Conceived in 2012 as a fifty-year concession by the Nicaraguan government to a Hong Kong company headed by billionaire Wang Jing, the project will accommodate maritime shipping traffic that will exceed the capacity of the Panama Canal over the next few decades.
The canal will also involve the largest earthmoving project in the planet’s history, creating tens of thousands of jobs — half for Nicaraguans, half for Chinese and other foreign workers — whilst destroying ecological systems, forcing relocations of tens of thousands of Nicaraguan campesinos (peasant farmers), and disrupting the annual migration for hundreds of thousands of nonhuman animals.
Critics believe that the project is a scheme to maintain Daniel Ortega’s presidency, now in its third term after abolishing term limits.

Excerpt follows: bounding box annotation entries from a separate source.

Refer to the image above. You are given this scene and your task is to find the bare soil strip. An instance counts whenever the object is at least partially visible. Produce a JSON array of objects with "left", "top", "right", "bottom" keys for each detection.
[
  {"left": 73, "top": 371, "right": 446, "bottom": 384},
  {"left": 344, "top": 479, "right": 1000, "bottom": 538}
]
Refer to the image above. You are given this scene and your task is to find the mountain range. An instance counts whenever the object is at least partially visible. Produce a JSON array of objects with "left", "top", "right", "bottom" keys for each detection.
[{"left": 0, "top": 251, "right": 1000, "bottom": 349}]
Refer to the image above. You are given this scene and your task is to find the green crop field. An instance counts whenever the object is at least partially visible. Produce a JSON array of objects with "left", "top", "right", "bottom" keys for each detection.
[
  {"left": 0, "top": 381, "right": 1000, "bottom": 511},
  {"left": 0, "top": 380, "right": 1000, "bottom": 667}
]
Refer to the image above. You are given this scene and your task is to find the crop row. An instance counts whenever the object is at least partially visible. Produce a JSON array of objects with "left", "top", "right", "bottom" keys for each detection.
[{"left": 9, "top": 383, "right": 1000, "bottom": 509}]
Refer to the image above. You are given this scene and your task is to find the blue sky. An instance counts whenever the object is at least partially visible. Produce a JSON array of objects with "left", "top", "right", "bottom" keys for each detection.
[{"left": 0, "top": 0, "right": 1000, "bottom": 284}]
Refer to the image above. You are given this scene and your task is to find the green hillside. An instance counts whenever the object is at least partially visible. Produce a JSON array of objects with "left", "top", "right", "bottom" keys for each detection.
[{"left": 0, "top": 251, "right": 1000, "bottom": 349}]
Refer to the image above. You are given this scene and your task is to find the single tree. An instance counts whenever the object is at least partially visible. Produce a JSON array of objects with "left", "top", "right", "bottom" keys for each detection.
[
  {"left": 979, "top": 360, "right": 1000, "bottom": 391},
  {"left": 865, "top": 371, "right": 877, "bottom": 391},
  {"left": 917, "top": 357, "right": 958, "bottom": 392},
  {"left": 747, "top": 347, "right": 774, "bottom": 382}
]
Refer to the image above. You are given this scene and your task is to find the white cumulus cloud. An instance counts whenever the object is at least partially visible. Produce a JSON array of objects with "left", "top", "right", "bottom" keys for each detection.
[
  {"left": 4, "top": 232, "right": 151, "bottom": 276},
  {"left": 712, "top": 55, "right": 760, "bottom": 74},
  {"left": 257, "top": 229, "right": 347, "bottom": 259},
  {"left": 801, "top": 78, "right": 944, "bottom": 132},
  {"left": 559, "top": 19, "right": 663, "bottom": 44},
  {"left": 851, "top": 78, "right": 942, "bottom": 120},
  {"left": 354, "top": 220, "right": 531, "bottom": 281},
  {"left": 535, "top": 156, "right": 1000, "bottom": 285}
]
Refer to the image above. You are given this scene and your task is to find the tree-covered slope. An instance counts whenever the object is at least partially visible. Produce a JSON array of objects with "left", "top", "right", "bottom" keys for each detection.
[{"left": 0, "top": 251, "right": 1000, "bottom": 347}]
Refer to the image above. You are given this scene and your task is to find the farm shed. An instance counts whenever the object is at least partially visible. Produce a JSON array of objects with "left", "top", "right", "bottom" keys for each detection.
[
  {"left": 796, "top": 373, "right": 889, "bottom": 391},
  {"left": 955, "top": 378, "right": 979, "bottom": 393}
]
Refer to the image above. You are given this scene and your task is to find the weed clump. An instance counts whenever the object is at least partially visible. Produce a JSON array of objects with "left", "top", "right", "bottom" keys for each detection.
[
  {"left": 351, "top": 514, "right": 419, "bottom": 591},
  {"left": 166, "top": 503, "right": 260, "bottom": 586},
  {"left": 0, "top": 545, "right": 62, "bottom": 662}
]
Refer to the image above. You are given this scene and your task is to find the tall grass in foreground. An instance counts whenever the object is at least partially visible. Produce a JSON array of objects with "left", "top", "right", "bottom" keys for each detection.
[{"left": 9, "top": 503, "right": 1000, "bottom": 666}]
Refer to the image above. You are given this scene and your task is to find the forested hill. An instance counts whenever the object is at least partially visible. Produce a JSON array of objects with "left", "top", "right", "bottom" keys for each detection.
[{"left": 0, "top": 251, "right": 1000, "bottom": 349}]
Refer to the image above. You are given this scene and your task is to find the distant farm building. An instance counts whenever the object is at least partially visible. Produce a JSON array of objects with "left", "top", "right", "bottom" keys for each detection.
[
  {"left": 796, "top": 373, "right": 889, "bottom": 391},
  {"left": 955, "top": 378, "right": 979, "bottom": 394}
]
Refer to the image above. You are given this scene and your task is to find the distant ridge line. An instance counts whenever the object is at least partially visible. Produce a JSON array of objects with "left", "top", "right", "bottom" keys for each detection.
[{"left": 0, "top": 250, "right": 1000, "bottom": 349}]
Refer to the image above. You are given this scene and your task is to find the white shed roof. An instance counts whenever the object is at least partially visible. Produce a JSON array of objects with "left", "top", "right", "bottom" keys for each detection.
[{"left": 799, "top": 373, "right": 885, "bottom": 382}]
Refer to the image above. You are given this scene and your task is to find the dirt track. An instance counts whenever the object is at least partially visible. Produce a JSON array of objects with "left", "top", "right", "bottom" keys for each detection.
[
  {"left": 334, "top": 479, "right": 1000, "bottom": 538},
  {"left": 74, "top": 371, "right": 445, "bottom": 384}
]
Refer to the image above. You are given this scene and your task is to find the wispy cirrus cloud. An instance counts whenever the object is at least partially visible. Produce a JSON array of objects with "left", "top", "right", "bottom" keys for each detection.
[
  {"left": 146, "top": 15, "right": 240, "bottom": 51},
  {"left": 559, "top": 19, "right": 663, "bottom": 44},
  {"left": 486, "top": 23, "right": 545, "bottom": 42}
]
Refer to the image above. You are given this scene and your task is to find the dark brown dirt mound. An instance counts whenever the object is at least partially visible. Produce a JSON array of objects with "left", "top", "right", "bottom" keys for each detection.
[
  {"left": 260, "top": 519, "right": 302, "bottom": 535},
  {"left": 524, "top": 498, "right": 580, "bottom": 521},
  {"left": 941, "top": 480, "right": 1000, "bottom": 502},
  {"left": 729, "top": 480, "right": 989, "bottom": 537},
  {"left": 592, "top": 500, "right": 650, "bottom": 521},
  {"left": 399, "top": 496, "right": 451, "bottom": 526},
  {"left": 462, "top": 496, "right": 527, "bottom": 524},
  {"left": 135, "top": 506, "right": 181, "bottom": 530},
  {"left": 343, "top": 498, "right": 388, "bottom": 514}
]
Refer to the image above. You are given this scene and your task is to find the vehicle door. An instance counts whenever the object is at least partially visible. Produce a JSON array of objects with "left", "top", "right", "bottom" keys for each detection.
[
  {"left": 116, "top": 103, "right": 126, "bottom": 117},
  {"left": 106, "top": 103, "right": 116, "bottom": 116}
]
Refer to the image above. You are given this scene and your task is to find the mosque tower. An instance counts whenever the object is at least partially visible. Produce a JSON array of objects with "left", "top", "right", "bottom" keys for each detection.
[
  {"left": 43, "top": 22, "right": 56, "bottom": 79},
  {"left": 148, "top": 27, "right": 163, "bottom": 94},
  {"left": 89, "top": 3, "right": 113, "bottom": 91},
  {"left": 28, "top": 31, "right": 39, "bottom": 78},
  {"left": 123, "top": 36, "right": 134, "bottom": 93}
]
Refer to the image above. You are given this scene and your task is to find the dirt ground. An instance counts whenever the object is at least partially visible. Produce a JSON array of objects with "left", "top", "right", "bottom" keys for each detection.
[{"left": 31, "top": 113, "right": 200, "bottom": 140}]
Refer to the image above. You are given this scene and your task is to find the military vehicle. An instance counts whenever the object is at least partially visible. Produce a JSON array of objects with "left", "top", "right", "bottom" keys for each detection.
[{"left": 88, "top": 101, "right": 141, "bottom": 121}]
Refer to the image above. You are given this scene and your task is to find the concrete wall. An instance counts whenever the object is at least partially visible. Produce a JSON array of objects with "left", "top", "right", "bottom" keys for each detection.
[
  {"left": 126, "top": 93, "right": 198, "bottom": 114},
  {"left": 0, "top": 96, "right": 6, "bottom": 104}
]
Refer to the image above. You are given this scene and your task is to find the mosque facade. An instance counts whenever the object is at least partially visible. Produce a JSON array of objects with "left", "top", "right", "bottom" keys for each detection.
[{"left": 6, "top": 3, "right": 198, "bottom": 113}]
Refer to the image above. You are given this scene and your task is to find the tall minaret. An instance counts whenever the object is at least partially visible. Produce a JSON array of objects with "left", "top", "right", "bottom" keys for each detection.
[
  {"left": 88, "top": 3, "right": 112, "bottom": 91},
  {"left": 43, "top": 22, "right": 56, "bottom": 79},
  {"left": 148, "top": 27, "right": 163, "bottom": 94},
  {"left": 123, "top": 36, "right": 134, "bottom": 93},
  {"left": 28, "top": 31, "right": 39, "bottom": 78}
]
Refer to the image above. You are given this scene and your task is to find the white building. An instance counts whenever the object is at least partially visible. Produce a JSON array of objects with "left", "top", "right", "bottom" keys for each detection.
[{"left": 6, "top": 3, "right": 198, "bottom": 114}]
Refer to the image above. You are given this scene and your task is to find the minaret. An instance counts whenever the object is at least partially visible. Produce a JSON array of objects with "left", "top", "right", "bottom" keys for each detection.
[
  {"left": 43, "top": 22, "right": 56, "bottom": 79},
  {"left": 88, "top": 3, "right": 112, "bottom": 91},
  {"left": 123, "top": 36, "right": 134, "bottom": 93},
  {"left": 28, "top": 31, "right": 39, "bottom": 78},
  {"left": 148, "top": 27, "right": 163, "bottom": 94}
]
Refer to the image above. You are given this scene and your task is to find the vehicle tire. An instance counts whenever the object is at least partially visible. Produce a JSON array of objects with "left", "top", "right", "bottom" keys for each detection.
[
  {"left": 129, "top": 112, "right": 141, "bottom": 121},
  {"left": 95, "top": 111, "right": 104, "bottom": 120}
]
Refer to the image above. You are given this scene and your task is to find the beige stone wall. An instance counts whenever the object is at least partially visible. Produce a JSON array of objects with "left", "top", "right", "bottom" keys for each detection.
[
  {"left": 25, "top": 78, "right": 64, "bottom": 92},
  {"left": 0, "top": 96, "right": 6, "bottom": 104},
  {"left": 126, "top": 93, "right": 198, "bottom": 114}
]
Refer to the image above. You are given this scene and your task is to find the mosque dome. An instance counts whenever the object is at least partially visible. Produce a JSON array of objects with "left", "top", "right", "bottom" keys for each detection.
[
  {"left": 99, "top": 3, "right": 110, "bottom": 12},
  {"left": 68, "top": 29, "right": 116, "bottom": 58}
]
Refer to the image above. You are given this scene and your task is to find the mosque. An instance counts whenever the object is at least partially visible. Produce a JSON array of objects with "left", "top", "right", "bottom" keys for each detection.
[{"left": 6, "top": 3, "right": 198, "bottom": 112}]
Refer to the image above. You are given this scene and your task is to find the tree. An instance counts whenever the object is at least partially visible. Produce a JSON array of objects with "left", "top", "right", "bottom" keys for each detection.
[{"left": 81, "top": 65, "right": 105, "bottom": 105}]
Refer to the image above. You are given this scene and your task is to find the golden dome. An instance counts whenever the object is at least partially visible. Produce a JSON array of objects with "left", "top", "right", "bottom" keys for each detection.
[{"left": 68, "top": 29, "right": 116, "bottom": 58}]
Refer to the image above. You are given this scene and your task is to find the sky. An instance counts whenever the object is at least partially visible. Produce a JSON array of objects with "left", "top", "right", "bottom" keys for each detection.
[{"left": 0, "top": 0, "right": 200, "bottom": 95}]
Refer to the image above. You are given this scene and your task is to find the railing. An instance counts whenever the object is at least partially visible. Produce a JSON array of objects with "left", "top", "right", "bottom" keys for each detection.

Presently, the project’s future looks as uncertain as previous plans, including one by U.S. billionaire Cornelius Vanderbilt in the 1850s. As Nicaragua’s largest source for freshwater, Lake Nicaragua sits at the center of both the project and protests against it.
Ometepe takes its name from the island Ometepe (Nahuatl for “two mountains”) formed by two volcanoes in the lake, which has been home to human civilization, dating to 2,000–500 BCE, and numerous unique species of flora and fauna. UNESCO declared it a biosphere reserve (an ecosystem of unusual natural significance) in 2010.
To play, users navigate through the island’s lush forest with an animated avatar of El Chapulín Colorado (“The Red Grasshopper”) from the long-running Mexican television comedy, created by Roberto Gómez Bolaños (aka Chespirito) as parody of superhero series. When El Chapulín throws his trusty weapon Chipotle Chillón (“squeaky mallet”) to hit Ortega wearing red sparring gear, Wang driving a spaceship-capped bulldozer, or other obstacles, they explode. When the player bypasses them, he frees the country — and is sometimes thanked by the lungless salamander (Bolitoglossa insularis), an indigenous creature.
Ricardo Miranda Zúñiga approaches art as a social practice that seeks to establish dialogue in public spaces. Born to immigrant parents and growing up between Nicaragua and San Francisco (California) in the United States, he has had a strong awareness of inequality and discrimination since an early age. Themes such as immigration, discrimination, gentrification, and the effects of globalization extend from highly subjective experiences and observations into his arts practice, which tactically engages audiences through popular metaphors and critical perspectives.